Back in high school, I played A LOT of WordRacer (the Yahoo Games version of Boggle). After taking computer programming courses in college, it seemed fun to write a little program that would automatically solve those puzzles by finding every word. So here's a little python program that does exactly that.

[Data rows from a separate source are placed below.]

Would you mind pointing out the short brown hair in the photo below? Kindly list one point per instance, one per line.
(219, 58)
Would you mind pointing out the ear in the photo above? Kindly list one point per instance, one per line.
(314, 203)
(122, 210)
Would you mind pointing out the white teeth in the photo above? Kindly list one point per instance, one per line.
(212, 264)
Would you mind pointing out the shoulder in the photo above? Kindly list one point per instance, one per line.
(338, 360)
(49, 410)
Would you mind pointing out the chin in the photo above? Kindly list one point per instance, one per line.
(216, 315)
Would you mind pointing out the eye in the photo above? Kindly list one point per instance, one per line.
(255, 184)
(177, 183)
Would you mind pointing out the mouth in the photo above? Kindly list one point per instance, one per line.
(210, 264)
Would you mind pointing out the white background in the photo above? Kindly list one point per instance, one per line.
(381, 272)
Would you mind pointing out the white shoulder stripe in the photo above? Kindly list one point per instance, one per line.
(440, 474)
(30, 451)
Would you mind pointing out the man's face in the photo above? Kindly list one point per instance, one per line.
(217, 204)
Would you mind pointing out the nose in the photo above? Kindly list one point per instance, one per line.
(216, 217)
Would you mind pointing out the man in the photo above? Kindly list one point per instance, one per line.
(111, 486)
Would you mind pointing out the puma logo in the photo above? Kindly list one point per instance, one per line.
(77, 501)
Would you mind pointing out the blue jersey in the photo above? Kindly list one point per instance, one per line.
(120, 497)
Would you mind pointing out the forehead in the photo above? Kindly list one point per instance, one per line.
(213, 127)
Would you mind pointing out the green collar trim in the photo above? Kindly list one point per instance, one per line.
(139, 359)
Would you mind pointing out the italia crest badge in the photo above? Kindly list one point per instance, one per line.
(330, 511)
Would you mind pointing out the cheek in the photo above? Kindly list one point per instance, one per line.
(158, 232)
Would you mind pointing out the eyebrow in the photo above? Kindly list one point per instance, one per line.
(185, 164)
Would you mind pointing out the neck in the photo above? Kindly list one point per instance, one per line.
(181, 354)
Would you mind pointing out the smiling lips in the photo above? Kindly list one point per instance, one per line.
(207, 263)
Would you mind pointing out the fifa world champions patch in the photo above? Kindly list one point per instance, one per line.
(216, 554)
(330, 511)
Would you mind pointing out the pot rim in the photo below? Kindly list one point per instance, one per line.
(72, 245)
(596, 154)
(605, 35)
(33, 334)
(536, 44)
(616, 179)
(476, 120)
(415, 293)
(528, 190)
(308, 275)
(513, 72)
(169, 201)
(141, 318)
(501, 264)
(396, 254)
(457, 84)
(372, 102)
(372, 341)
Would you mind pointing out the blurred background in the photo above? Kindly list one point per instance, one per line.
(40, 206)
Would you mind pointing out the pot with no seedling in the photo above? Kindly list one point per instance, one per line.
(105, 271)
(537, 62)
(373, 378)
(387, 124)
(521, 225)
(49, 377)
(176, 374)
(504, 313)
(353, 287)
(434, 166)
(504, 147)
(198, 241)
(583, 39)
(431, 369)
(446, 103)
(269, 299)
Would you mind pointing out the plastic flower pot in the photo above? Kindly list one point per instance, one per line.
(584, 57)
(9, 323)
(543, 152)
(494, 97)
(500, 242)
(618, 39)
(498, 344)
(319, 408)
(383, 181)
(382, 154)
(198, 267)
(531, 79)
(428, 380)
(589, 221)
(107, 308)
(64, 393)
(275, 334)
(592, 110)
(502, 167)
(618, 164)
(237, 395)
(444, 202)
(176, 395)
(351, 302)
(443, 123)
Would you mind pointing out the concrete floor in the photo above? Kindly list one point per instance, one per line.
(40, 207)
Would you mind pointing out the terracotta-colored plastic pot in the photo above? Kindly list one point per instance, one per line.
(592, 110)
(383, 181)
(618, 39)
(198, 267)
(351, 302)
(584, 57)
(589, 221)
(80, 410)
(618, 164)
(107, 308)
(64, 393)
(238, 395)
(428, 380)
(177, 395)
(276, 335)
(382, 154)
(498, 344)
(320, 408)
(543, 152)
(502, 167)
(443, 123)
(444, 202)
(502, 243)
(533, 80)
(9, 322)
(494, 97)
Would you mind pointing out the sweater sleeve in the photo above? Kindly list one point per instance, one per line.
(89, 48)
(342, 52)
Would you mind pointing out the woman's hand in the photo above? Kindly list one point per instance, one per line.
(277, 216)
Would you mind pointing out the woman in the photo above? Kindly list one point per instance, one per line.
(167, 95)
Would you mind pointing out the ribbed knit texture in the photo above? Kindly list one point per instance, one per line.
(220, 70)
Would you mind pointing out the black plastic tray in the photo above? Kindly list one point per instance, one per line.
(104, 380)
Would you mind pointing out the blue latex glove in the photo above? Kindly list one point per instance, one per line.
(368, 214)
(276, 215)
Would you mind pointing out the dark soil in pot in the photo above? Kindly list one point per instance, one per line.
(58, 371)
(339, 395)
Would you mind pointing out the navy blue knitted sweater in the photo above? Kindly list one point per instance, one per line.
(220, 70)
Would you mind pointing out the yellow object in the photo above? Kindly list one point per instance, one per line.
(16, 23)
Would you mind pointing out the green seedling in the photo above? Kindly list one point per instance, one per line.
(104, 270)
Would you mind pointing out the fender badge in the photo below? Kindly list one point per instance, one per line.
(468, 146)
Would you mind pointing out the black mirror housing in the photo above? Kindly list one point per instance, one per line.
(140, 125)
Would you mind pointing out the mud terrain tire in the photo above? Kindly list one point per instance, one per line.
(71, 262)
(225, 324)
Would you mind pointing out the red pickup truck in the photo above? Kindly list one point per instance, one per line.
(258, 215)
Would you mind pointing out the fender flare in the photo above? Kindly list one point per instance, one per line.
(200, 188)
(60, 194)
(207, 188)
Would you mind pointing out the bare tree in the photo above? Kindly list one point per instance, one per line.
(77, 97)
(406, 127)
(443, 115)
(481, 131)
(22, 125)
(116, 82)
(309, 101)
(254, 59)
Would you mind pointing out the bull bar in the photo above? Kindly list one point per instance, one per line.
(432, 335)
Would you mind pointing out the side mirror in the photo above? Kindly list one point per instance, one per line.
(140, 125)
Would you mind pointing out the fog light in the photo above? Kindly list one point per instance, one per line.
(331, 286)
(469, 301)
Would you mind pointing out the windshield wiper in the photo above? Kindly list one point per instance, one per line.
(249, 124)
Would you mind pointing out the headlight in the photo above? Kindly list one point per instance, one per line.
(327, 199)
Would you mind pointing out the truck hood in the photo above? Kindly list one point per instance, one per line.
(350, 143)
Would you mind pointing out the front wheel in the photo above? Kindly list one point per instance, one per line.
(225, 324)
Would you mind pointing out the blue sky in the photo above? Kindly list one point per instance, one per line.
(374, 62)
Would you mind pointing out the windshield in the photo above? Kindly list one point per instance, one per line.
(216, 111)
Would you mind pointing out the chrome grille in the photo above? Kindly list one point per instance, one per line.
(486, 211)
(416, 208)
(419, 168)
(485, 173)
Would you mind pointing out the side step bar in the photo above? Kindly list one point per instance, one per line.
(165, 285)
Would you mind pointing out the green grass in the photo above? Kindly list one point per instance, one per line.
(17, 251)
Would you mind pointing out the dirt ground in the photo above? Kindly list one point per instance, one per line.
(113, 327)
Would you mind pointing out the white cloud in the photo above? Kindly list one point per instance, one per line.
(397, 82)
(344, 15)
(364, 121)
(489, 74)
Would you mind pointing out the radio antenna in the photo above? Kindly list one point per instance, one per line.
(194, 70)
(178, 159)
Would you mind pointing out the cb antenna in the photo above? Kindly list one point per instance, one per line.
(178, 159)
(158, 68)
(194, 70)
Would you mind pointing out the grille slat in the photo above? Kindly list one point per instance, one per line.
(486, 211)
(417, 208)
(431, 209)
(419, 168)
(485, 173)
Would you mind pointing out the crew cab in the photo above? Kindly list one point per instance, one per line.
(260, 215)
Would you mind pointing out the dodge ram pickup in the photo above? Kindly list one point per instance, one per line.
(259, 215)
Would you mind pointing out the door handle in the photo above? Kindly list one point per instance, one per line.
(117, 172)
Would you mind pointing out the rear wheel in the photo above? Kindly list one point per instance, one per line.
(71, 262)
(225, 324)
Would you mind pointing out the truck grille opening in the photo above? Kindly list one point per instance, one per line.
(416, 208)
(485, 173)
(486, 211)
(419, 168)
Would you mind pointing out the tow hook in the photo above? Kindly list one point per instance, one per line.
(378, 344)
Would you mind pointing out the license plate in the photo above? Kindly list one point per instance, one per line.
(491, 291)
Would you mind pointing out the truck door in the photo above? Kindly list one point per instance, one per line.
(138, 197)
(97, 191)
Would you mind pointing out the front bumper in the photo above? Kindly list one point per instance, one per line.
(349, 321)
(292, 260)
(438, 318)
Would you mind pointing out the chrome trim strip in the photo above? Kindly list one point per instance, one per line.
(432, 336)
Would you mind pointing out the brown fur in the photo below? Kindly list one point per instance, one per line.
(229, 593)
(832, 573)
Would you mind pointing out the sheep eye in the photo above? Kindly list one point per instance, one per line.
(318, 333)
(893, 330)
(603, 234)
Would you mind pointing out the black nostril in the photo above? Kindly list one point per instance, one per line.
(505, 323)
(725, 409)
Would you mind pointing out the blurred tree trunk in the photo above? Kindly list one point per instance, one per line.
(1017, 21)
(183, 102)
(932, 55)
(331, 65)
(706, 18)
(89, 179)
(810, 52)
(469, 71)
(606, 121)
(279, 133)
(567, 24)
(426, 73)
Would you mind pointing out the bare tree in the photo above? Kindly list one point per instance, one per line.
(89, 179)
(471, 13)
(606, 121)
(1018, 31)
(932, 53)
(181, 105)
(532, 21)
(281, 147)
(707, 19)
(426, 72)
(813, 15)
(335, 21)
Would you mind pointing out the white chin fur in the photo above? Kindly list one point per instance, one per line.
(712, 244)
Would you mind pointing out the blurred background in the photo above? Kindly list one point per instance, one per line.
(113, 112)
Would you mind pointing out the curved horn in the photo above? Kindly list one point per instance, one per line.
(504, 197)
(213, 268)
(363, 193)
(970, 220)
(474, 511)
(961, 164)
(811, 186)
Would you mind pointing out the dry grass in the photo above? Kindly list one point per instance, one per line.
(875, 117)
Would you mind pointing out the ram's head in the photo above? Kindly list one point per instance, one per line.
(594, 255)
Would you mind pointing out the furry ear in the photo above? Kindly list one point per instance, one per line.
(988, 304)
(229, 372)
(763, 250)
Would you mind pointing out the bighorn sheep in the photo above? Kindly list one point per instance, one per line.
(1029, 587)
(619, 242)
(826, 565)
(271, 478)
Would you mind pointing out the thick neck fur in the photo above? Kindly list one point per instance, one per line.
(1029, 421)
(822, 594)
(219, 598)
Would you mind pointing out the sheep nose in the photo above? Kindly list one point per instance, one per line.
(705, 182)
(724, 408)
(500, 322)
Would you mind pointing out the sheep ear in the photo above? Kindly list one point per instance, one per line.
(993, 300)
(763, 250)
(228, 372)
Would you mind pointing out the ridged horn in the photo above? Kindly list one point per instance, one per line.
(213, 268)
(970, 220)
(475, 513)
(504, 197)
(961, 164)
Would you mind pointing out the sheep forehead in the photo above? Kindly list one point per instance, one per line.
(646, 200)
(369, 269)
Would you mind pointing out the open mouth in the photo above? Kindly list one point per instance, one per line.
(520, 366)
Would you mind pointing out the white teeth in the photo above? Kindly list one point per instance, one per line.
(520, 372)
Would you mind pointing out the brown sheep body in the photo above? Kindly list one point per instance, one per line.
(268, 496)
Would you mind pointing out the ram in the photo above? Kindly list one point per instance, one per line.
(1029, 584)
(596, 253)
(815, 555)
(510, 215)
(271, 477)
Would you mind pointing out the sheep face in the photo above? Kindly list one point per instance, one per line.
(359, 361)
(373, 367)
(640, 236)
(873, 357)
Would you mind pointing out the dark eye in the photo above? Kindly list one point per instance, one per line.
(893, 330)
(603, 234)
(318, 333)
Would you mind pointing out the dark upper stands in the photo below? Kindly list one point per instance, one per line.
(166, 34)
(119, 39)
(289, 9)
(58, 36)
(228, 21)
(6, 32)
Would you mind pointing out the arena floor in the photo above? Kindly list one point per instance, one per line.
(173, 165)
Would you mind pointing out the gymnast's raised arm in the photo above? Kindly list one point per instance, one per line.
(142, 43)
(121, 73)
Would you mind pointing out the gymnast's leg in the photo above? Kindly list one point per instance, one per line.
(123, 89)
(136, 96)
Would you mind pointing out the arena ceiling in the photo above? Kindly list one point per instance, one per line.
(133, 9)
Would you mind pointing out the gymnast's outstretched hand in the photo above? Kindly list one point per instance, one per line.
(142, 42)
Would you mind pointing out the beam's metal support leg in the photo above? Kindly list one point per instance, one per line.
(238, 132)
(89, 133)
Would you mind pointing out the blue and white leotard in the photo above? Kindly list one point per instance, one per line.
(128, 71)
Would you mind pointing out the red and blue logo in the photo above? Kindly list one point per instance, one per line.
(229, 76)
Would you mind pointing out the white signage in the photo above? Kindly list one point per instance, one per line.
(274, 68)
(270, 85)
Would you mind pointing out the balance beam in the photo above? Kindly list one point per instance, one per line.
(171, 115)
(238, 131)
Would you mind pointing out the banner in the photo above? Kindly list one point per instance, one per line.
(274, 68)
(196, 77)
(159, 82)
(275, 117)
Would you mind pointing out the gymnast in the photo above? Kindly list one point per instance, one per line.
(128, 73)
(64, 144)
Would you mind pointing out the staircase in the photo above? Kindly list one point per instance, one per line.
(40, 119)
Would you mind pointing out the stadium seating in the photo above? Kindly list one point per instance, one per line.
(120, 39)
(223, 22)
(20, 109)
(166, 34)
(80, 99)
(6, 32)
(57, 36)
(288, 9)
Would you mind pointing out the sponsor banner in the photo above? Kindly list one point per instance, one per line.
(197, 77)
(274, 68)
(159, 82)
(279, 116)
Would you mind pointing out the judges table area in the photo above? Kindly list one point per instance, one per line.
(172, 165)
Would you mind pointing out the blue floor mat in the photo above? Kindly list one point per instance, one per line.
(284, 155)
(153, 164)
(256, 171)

Note that this was written A LONG time ago (maybe 2002?) and the code could be a lot cleaner . It requires an external dictionary text file (one word per line). Here goes:

import os, sys

# grab puzzle letters from STDIN
letters = sys.argv[1:]

# build a hash of words
# 't' - terminal (a word)
# 'n' - nonterminal
dict = {}
words = open('dict.txt','r').readlines()
for word in words:
    for i in range(len(word)-1):
        if i == len(word)-2 and len(word) > 3:
            dict[word[0:i+1]] = 't'
        else:
            if not dict.has_key(word[0:i+1]):
                dict[word[0:i+1]] = 'n'

# the solution
soln = {}

class Node:
    def __init__(self, let):
        self.l = let
        self.v = 0
        self.n = []
    def visit(self, word):
        self.v = 1
        if dict.has_key(word+self.l):
            if dict[word+self.l] == 't':
                soln[word+self.l] = word+self.l
            for n in self.n:
                if not n.v:
                    n.v = 1
                    n.visit(word+self.l)
                    n.v = 0
        self.v = 0

# build the puzzle as a list of nodes
nodes = []
for l in letters:
    nodes.append(Node(l))

# must have exactly 16 nodes
if len(nodes) != 16:
 print 'error determining letters - check screen'
 exit()

# link nodes into a 4x4 grid
#
#  0  1  2  3
#  4  5  6  7
#  8  9 10 11
# 12 13 14 15
#

nodes[0].n  = [nodes[1],nodes[4],nodes[5]]
nodes[1].n  = [nodes[0],nodes[2],nodes[4],nodes[5],nodes[6]]
nodes[2].n  = [nodes[1],nodes[3],nodes[5],nodes[6],nodes[7]]
nodes[3].n  = [nodes[2],nodes[6],nodes[7]]

nodes[4].n  = [nodes[0],nodes[1],nodes[5],nodes[8],nodes[9]]
nodes[5].n  = [nodes[0],nodes[1],nodes[2],nodes[4],nodes[6],nodes[8],nodes[9],nodes[10]]
nodes[6].n  = [nodes[1],nodes[2],nodes[3],nodes[5],nodes[7],nodes[9],nodes[10],nodes[11]]
nodes[7].n  = [nodes[2],nodes[3],nodes[6],nodes[10],nodes[11]]

nodes[8].n  = [nodes[4],nodes[5],nodes[9],nodes[12],nodes[13]]
nodes[9].n  = [nodes[4],nodes[5],nodes[6],nodes[8],nodes[10],nodes[12],nodes[13],nodes[14]]
nodes[10].n = [nodes[5],nodes[6],nodes[7],nodes[9],nodes[11],nodes[13],nodes[14],nodes[15]]
nodes[11].n = [nodes[6],nodes[7],nodes[10],nodes[14],nodes[15]]

nodes[12].n = [nodes[8],nodes[9],nodes[13]]
nodes[13].n = [nodes[8],nodes[9],nodes[10],nodes[12],nodes[14]]
nodes[14].n = [nodes[9],nodes[10],nodes[11],nodes[13],nodes[15]]
nodes[15].n = [nodes[10],nodes[11],nodes[14]]

# solve the puzzle
for n in nodes:
    n.visit('')

# compare two strings by length
def lensort(x,y):
    return cmp(len(x),len(y))

# print the solution in order of ascending length
soln2 = soln.keys()
soln2.sort(lensort)
for w in soln2:
    print w

Using it is pretty simple - just call the program from the command line with 16 letters as arguments, like so:

python wracer.py a b c d e f g h i j k l m n o p

That would correspond to a puzzle that looks like this:

A B C D
E F G H
I J K L
M N O P

And here's the solution:

nim
jin
pol
fie
ink
kop
lop
fin
mink
knop
jink
fink
fino
glop
plonk
knife

You don't have to stick to 4x4 puzzles. The solution algorithm is nice and generic and will work for any shape or size if you just link up the nodes differently.

It's a funny thing about programs like this. I got a lot more enjoyment out of writing the program than actually using it. It's fun to blow people out of the water with a huge score, but it gets boring pretty quick.